5.11. Cell Growth Characteristics

Cell growth characteristics have marked influence on the expression of recombinant enzymes. Some of the manipulations of culture media are as follows. (a) Decrease culture growth temperature: advantages of decreased growth temperature are the following. (1) Growth at 37°C can promote inclusion body formation for some proteins while growth at lower temperatures (e.g., 30°C, 25°C, 15°C) may not. (2) The lower temperature also decreases protease activity. Disadvantages are the following. (1) Growing the culture at a lower temperature will significantly slow the growth of E. coli, and so a longer induction period (e.g., overnight) may be necessary to obtain a sufficient amount of recombinant protein. (2) Growing the culture at a lower temperature will slow the rate of protein synthesis, possibly keeping recombinant proteins from saturating cellular folding machinery and aggregating [47]. (b) Addition of cofactors: potential cofactors should be added to the growth medium. Some proteins cannot properly fold without their cofactor and therefore can form inclusion bodies. (c) pH alteration: alteration of pH of growth medium can improve expression. pH is one culture variable that can affect proteolytic activity, secretion, and protein production levels [48].
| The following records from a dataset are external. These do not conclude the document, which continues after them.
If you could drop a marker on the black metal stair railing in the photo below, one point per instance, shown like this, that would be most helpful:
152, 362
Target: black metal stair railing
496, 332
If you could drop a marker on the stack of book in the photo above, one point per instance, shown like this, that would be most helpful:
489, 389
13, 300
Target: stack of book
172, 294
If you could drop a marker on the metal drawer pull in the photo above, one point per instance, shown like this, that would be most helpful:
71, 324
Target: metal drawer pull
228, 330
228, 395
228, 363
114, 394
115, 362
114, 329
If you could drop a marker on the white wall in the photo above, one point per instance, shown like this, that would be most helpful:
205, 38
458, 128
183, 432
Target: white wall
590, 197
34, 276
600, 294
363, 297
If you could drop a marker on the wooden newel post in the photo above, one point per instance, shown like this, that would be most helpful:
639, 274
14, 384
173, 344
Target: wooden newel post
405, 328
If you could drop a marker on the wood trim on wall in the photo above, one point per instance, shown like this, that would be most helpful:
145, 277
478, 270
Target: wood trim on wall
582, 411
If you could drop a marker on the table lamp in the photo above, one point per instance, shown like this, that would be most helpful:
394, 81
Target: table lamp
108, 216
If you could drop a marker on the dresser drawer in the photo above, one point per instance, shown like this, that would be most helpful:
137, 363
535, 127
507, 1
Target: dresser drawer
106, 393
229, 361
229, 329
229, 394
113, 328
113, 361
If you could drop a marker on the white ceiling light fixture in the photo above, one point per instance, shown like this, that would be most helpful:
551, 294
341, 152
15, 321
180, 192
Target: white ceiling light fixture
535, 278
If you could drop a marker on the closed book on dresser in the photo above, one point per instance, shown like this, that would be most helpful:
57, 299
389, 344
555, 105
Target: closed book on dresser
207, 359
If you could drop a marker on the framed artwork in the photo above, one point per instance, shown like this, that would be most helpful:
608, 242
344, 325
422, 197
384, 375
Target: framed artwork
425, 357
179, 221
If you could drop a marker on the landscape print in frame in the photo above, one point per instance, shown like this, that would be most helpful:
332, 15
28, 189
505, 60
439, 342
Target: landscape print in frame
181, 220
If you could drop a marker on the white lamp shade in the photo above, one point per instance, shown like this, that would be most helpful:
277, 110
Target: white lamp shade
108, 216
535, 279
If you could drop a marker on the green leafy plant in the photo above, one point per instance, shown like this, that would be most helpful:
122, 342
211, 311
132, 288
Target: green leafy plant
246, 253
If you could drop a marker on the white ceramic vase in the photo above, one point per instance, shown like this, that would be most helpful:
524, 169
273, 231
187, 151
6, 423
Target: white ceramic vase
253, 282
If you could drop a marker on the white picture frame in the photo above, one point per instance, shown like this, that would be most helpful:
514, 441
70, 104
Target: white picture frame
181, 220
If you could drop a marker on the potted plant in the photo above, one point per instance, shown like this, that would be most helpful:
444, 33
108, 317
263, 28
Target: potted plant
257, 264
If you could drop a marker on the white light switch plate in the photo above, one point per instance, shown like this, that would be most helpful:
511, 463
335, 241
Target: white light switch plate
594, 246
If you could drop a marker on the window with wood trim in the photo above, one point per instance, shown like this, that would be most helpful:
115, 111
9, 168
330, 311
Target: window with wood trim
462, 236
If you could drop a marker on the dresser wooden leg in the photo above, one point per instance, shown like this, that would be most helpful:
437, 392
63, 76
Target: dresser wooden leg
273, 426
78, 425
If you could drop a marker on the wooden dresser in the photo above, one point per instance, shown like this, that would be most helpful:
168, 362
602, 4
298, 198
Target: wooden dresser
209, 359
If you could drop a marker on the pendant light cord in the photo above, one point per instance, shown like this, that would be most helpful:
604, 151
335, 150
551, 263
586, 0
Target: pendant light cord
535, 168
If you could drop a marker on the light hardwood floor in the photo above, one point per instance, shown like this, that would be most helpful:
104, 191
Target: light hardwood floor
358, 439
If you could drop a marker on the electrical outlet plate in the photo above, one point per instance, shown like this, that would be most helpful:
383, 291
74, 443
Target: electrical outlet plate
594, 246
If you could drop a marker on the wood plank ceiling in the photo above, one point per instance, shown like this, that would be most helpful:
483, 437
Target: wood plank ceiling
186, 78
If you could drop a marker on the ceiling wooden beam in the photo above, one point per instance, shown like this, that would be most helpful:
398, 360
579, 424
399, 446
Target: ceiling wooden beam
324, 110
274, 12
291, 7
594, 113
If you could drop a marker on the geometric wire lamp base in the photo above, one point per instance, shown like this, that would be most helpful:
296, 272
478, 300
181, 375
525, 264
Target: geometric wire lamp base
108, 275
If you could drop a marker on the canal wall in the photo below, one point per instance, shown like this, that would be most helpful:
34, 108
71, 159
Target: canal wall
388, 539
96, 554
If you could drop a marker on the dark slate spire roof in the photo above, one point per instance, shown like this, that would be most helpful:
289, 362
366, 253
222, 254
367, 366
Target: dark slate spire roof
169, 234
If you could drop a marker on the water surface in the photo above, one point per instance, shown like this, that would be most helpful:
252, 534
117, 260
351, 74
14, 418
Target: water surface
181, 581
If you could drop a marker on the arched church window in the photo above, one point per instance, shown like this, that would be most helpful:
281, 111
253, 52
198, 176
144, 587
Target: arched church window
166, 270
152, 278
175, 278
5.12. Metabolic Load on the Organism

Regardless of the nature of the foreign gene or the design of the fermenter, the introduction of an exogenous plasmid into an E. coli cell is bound to impose some metabolic load [49].

5.12.1. Solution

This may be avoided (1) by integrating the foreign gene into the E. coli chromosome through the use of a defective bacteriophage lambda lysogen carrying the foreign gene [50], (2) by the direct insertion of a foreign gene into a specific site on the host chromosome [51].

6. Conclusion

While the efficient expression of foreign genes in E. coli is dependent on a number of factors, it is nevertheless reasonable to expect that most foreign genes may be expressed at high levels in E. coli and that this expression will be amenable to scale-up. Although the strategy of gene expression and scale-up is likely to vary, there are more similarities than differences from one gene to the next, resulting in the development of a “systems” approach to the cloning, expression, and scale-up of enzyme genes in E. coli. The eventual objective of producing a desired protein in an economical heterologous host is influenced by a variety of factors. However, maximizing production of heterologous proteins for commercial application is still an art. We have begun to understand factors influencing the eventual production. These factors, described in detail in this paper are varied and at times poorly understood. Largely the approach remains empirical. However, our collective experience will permit us to rationalize our approach in designing heterologous production of commercially important enzymes in a variety of expression systems. Subsequent to production, stabilization, and formulation of proteins will pose significant hurdles in utilizing the natural biological catalysts and other proteins for therapeutic and industrial purposes.